During the party's founding conference in November-2017, the Head of the Political Bureau stated that the party will participate strongly in the upcoming elections of May 2018, seeking to address all Iraqis, regardless of their religion or ideological affiliation.

==In Parliament==
Since July 2014, Faiq Al Sheikh Ali has been a member in both the Judiciary and Human Rights Committees'. He's known for his continuous calls for the dismissal of the current high electoral commission chosen by the previous Council of Representatives of Iraq in 2012 as its nine board of commissioners and most office managers were chosen from the nine largest political parties. Instead, he wants an independent high electoral commission made up of judges, assigned by the Iraqi Supreme Judicial Council.

In November 2014, he also collected 78 signatures from different members in the parliament, to amend the current 2005 Constitution of Iraq as he believes it was written on the basis of sectarian and ethnic quotas not on the basis of the Iraqi national identity. Sheikh Ali also calls for a fair election law rather than the current one, which favours larger parties.

On 23 October 2016, the Iraqi parliament voted on the law of municipal imports, with its 14th article stating that it is prohibited to import, manufacture and sell alcoholic beverages of all kinds. Sheikh Ali came out very strongly against this article in a press conference, mentioning that it was included in the last minute by some Islamist MP's against the will of most of the Judiciary Committee. He also revealed that the reasons behind this article was to increase trading with the drugs made from the opium poppy seeds and increase the consumption of the drugs that are being smuggled into Iraq from Iran. The conference gained more than one million views on his Facebook page alone the first day it was uploaded and was shared on many different Iraqi social media pages. It was the talk of the Iraqi media and public street for more than a week after its release.

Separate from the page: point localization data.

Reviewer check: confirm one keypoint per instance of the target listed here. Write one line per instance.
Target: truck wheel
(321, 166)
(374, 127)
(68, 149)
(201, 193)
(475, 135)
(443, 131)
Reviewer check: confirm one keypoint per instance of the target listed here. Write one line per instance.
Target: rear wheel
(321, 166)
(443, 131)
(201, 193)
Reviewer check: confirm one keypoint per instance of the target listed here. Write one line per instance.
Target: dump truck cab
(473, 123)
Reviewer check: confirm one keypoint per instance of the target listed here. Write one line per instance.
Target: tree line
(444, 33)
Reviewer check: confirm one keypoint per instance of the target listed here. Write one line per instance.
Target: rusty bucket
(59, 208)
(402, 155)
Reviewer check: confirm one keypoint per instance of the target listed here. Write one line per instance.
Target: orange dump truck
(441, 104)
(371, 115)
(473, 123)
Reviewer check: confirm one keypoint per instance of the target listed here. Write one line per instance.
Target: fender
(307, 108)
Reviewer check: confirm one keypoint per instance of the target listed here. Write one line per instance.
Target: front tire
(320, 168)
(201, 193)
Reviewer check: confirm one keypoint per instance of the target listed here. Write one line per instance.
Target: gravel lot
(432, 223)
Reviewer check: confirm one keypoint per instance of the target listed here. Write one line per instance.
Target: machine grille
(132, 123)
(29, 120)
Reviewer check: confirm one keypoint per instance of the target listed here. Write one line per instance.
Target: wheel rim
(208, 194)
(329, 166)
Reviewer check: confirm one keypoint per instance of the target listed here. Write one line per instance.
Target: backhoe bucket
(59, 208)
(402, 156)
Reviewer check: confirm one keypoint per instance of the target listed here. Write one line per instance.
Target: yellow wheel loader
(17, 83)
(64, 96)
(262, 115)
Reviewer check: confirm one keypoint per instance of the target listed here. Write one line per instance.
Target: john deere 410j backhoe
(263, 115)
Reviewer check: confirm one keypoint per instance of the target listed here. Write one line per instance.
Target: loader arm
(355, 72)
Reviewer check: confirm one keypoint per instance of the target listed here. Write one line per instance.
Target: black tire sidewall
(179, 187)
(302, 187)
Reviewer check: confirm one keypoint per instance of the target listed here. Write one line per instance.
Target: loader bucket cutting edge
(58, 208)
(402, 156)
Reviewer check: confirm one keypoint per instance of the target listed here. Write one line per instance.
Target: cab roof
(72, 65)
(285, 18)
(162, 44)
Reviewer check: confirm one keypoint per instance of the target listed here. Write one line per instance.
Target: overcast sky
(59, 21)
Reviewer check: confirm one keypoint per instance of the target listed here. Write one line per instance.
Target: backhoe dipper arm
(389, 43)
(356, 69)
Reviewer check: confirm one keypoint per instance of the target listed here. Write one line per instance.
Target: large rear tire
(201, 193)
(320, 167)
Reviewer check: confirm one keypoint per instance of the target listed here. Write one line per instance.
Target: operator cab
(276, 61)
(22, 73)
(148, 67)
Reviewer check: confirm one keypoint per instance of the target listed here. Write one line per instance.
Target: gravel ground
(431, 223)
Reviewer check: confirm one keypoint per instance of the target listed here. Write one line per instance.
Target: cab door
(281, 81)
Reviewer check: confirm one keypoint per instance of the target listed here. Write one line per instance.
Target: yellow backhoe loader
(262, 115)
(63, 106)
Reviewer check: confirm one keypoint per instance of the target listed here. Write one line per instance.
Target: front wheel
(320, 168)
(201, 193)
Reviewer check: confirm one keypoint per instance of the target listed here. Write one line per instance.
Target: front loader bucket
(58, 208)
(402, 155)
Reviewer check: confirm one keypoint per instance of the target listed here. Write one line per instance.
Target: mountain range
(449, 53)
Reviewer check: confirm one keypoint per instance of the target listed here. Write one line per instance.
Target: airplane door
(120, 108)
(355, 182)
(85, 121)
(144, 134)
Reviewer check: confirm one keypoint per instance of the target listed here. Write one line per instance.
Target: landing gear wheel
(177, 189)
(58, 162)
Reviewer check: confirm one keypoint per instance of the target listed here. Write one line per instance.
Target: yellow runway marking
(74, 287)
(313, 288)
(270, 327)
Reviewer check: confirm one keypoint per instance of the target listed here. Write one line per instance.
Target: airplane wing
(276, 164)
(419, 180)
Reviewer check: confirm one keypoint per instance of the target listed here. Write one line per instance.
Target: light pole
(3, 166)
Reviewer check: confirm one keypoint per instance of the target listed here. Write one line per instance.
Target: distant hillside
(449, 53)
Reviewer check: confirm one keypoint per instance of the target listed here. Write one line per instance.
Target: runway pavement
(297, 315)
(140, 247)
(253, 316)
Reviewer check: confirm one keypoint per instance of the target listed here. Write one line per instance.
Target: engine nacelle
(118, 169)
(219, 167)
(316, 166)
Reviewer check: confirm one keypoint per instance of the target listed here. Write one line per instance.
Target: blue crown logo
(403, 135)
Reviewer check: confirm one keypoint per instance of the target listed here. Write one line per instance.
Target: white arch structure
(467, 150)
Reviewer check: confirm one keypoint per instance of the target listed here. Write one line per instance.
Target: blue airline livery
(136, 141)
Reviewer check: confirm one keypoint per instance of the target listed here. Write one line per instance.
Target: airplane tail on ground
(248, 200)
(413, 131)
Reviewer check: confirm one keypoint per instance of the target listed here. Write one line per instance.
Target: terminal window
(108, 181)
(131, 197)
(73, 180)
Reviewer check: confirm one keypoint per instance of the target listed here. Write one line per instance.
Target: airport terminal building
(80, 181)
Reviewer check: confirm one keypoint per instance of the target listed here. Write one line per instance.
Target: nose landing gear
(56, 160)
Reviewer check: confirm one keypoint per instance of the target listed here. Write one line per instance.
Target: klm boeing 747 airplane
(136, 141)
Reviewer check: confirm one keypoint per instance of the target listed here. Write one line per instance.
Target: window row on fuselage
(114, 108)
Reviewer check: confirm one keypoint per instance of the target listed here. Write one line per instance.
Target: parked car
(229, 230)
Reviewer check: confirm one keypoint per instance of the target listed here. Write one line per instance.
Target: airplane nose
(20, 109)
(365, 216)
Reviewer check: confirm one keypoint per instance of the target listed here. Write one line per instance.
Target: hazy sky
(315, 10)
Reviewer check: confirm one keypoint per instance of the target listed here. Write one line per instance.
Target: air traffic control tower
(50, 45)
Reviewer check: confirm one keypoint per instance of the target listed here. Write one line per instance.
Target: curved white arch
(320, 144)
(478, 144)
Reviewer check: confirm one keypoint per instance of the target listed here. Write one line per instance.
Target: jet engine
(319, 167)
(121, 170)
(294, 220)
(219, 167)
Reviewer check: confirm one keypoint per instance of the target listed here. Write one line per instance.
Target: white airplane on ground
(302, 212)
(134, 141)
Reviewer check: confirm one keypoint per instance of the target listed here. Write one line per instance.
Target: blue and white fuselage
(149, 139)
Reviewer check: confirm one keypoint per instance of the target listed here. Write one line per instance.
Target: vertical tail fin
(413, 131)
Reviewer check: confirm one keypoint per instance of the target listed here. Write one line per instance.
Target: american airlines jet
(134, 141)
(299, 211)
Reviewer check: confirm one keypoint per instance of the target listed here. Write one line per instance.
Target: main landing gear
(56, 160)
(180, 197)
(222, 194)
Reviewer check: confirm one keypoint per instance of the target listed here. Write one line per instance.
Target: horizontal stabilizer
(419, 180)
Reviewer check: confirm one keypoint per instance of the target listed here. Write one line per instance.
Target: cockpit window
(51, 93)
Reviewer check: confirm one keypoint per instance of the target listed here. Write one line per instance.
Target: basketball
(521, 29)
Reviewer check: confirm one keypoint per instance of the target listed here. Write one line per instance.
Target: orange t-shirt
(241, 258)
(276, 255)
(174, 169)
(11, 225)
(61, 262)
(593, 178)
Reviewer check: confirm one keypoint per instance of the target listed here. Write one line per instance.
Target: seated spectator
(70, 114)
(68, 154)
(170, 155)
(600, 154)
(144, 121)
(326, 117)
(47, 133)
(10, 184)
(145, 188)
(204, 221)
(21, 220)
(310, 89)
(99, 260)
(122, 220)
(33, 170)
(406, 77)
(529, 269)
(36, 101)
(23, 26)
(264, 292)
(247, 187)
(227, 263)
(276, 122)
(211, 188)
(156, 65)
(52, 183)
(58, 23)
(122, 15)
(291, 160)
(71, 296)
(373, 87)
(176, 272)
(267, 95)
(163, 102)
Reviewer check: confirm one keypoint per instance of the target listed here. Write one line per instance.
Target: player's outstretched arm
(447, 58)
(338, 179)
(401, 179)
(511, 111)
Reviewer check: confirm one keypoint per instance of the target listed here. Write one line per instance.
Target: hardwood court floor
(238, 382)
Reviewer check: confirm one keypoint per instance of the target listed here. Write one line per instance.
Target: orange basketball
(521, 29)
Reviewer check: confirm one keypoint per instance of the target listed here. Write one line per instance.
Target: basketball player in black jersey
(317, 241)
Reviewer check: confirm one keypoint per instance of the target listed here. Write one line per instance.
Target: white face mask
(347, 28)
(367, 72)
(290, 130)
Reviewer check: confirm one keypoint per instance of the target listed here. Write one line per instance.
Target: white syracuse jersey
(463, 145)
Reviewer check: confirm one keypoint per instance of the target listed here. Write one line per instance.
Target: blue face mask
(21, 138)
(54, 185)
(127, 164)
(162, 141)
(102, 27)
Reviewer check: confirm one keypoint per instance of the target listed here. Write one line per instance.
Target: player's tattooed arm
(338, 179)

Faiq Al Sheikh Ali is also a member of the Parliamentarians for Global Action (PGA), since 2014 and is working to get the Iraqi government to sign the Rome Statute of the International Criminal Court. At the ICC's conference in Milan, on 28 November 2017 Sheikh Ali talked about the crimes committed by ISIS in Iraq, criticising the International community for protecting ISIS fighters in Iraq and Syria and helping them flee back to Europe. He is a defender of Iraqi minorities including Christians and Yazidis and calls for immediate action by the government to secure those who were victims of genocide by ISIS.

==2018 Parliamentary Elections==
After the Civil Democratic Alliance split in December-2017 into two alliances, the current consisting of mostly left-wing leaning parties who stayed as part of the alliance, a second alliance called the Civilized Alliance (Arabic: تحالف تمدّن) was formed in January-2018, consisting of four liberal national parties. The alliance aims to establish a civil state based on justice and equal rights & duties for all citizens adopting liberal principles characterized by free & fair elections, separation of powers and the rule of law, ensuring equal protection of human rights, and civil & political freedoms for all. The alliance won two seats and Sheikh Ali retained his seat in Baghdad.

He supports the presence of American forces in Iraq to counter Iranian encroachment in the country.

==Books==
Sheikh Ali is also the author of several books written in Arabic, the most famous being The Assassinations of a People (Arabic: اغتيال شعب) written in 1999 and published in February 2000.

Another book of his that came out in six editions is called the Memoirs of the Heir of the Thrones (Arabic: مذكرات وريثة العروش) published at first 2002. In this book, Sheikh Ali wrote the memoirs of the only survivor of 14 July 1958 Iraqi coup d'état Princess Badiya, the daughter of King Ali of Hejaz, and aunt of King Faisal II of Iraq, the last King of Iraq who was killed during the coup along with his aunties and uncle 'Abd al-Ilah, Princess Badiya's brother, who served as Regent of Iraq from 4 April 1939 to 23 May 1953.

Other books include The Arab Sheikhs in the Ottoman Documents (Arabic شيوخ العرب في الوثائق العثمانية) and Secrets of the London Conference 2002 (Arabic: أسرار مؤتمر لندن).